I can think I’m better informed than most people, yet talk about a subjective, biased opinion! By any objective test, I remain prone to my own take on important issues. After all, it is hard to move out of my comfort zone, my own “stinking thinking” and not change my point of view. To do so would be to admit that I am not as smart as I think I am, that I bring my own rose-colored glasses to the table.
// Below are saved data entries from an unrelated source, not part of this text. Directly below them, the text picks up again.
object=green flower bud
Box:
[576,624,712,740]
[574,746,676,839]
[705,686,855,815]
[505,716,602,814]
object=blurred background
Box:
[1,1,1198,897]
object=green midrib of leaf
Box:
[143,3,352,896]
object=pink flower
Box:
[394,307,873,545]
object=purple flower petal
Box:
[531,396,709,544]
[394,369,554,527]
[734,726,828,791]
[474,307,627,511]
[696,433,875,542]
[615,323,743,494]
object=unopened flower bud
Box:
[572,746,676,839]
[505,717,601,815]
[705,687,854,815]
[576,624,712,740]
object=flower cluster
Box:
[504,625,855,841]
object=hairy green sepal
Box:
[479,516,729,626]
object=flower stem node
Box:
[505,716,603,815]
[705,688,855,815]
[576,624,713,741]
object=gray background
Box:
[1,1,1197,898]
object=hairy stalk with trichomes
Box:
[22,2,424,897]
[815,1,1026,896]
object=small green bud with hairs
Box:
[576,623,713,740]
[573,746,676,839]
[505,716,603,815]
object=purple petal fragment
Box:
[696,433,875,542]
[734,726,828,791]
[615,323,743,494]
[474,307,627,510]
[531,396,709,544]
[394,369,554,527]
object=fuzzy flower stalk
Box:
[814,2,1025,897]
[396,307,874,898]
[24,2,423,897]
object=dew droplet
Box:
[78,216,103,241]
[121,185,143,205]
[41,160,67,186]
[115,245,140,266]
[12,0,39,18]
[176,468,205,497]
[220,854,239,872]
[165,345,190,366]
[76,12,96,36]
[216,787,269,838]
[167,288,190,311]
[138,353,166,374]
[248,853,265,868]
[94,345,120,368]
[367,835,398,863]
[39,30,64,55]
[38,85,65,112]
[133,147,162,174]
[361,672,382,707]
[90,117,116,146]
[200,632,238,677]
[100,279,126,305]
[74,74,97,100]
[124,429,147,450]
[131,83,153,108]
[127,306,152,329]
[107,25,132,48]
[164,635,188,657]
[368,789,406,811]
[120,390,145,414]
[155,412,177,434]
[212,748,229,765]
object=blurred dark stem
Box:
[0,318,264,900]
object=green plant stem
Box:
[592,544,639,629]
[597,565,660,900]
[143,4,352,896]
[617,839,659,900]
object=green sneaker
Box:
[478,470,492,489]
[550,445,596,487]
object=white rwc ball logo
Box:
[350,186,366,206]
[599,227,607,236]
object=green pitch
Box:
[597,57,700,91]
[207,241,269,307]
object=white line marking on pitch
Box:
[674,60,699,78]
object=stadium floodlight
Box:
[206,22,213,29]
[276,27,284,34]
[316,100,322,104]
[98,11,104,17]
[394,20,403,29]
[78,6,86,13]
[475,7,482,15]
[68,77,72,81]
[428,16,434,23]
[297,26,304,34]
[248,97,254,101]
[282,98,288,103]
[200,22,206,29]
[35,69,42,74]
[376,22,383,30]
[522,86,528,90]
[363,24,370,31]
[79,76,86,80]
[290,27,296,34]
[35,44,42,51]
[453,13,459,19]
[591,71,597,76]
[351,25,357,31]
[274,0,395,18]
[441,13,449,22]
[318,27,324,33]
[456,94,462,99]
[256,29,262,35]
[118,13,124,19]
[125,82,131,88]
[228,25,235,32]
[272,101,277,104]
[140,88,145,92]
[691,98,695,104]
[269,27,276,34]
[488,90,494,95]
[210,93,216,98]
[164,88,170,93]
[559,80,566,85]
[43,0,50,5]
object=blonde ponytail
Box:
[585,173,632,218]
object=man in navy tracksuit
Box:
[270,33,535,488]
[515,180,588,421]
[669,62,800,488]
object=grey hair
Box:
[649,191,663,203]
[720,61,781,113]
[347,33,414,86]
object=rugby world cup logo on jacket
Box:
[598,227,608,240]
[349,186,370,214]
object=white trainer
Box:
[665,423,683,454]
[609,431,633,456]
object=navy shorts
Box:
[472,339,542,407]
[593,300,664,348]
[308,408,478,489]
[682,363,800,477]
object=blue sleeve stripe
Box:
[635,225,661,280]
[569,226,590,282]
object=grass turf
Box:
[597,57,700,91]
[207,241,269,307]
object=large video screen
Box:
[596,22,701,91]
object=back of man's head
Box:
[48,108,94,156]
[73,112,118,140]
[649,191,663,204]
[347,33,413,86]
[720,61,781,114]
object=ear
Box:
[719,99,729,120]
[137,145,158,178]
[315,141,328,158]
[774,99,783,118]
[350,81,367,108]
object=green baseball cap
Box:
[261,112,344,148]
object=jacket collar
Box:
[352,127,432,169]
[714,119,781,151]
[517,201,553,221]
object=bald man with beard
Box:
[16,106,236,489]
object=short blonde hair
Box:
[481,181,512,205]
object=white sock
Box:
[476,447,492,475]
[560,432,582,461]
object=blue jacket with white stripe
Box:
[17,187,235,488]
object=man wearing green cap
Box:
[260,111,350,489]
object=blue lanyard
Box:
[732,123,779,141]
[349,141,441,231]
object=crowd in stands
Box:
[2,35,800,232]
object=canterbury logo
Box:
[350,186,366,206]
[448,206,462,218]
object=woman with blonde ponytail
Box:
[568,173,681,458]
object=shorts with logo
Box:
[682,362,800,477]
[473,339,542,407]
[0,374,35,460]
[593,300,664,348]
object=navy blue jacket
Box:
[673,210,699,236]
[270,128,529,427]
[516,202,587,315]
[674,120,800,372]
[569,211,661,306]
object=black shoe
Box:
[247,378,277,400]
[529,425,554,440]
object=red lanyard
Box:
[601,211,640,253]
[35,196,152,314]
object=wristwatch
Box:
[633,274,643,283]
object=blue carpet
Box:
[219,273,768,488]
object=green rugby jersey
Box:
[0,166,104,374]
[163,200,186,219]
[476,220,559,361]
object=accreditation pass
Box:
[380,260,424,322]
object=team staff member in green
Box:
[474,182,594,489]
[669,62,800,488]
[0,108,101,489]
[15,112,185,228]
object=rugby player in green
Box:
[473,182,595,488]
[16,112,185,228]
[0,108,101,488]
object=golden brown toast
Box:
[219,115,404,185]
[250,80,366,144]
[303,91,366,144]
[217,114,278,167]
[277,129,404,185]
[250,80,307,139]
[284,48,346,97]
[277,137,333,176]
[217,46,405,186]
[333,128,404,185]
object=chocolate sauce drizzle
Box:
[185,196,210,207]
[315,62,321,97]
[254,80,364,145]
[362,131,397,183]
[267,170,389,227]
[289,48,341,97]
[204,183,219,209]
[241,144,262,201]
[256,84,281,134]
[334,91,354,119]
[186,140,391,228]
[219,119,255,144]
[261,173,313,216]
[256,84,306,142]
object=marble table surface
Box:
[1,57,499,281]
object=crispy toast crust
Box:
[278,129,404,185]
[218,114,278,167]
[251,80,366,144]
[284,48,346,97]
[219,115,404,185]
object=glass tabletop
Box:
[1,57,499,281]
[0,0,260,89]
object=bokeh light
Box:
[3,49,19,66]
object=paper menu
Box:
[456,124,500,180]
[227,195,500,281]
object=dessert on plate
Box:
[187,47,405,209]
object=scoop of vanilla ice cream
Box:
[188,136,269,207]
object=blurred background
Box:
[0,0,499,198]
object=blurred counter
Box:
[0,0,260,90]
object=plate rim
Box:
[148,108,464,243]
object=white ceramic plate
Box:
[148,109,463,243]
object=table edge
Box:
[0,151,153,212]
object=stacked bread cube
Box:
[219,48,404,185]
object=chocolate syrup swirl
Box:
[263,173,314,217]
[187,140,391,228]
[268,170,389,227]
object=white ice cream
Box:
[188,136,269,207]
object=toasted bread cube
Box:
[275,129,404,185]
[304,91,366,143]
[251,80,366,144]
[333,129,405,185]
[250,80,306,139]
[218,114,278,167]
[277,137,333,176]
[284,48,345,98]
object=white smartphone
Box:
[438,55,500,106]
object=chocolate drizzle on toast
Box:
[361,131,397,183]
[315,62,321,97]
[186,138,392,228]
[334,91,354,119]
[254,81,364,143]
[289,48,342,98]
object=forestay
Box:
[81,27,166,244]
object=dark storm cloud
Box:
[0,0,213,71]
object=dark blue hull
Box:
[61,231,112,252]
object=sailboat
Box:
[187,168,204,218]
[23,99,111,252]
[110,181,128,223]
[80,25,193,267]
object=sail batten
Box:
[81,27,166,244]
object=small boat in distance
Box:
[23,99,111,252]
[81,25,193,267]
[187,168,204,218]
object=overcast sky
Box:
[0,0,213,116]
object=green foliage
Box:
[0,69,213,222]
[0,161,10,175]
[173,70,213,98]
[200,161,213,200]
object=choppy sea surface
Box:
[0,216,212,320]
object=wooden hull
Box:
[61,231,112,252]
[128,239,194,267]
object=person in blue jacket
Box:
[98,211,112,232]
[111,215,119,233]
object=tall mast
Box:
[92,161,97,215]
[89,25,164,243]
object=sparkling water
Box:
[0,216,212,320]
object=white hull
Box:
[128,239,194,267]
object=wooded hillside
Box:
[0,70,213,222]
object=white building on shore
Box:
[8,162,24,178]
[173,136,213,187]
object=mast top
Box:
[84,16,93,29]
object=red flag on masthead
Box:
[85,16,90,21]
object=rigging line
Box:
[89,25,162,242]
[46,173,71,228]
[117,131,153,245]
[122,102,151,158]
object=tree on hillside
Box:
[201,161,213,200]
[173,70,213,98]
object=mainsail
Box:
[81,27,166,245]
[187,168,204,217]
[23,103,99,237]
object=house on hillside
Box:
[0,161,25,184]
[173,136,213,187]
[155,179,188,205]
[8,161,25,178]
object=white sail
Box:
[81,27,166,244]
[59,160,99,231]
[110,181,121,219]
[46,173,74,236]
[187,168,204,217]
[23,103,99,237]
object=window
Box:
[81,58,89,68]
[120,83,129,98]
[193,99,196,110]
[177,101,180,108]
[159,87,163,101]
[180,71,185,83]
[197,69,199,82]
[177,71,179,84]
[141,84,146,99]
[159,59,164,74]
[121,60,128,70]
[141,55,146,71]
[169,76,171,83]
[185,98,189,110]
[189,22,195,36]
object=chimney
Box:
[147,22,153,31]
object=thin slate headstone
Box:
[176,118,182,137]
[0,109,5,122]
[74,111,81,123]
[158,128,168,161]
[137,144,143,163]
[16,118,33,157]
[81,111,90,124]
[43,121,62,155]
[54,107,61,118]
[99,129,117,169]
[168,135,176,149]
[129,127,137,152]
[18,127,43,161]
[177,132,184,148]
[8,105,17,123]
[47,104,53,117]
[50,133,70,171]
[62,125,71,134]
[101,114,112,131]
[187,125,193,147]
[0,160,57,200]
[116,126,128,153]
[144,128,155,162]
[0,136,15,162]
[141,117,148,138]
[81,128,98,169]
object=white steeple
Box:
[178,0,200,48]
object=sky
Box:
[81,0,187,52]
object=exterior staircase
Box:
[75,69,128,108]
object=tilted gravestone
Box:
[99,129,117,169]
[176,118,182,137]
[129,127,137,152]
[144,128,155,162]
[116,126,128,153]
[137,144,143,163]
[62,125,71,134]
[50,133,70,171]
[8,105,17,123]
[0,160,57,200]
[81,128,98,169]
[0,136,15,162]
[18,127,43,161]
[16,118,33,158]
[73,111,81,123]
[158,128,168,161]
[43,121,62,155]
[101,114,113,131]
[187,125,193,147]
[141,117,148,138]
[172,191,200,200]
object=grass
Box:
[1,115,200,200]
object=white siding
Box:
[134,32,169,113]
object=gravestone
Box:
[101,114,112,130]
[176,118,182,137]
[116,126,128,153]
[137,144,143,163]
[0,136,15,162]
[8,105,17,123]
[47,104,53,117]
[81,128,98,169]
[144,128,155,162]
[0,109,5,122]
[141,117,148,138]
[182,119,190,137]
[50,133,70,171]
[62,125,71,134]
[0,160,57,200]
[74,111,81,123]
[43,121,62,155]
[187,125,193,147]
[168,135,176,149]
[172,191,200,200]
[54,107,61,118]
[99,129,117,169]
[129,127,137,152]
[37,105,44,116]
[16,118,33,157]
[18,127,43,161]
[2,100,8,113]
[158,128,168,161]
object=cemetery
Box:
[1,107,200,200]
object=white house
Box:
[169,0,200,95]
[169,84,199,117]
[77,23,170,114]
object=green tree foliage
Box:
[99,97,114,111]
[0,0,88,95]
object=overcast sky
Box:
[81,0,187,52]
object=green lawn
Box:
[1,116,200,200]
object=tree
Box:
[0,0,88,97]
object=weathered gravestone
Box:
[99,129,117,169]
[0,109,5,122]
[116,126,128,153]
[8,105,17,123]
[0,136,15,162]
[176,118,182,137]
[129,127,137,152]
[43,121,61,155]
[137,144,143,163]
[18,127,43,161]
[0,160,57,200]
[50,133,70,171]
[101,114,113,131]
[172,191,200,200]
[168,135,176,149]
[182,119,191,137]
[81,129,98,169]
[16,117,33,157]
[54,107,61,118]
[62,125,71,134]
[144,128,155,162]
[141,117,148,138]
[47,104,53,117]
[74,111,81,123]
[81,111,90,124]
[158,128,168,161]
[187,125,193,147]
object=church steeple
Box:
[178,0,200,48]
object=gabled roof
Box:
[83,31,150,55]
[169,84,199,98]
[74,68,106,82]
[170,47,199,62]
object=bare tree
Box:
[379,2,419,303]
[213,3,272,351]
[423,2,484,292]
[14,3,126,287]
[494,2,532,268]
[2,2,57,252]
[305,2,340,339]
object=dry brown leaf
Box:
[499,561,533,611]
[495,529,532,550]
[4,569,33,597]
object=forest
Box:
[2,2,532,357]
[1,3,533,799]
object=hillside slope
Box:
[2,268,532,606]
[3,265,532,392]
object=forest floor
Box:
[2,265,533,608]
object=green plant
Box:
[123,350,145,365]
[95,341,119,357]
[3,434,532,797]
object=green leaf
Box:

I want my favored politicians to prevail, to be seen by all as the most competent, the most able to take on our national issues.
I pick and choose the voices that I think should be heard, because, after all, I’m right and I know that my favorite writers and media sources are always right, always accurate, and of course, always express the preferred way of thinking about tough subjects.
When reality interferes with that, and confirmed sources stare me in the face, I might have to admit I’m wrong, or, at the least, say that there is a different point of view other than my own. I might have to work to understand another point of view. I might even have to grow in my own thinking, and, gasp, change my mind.
This confrontation, this search for the real truth, bruises my ego, and upsets my complacent view of the world according to me.
Occasionally, I do some old-fashioned soul work. I read columnists with opposing views. I read books by people who take my views of the world to task. I talk with people at the other end of the local political spectrum, trying to open my mind to a different point of view.
Such work is often daunting, but I do change. I even might grow, surprising myself that new ideas can work their way into my mind, and compel a change of heart. I might even become a better educated citizen of the community.
I might even have to agree that a certain media outlet, a certain reporter, helped make that happen.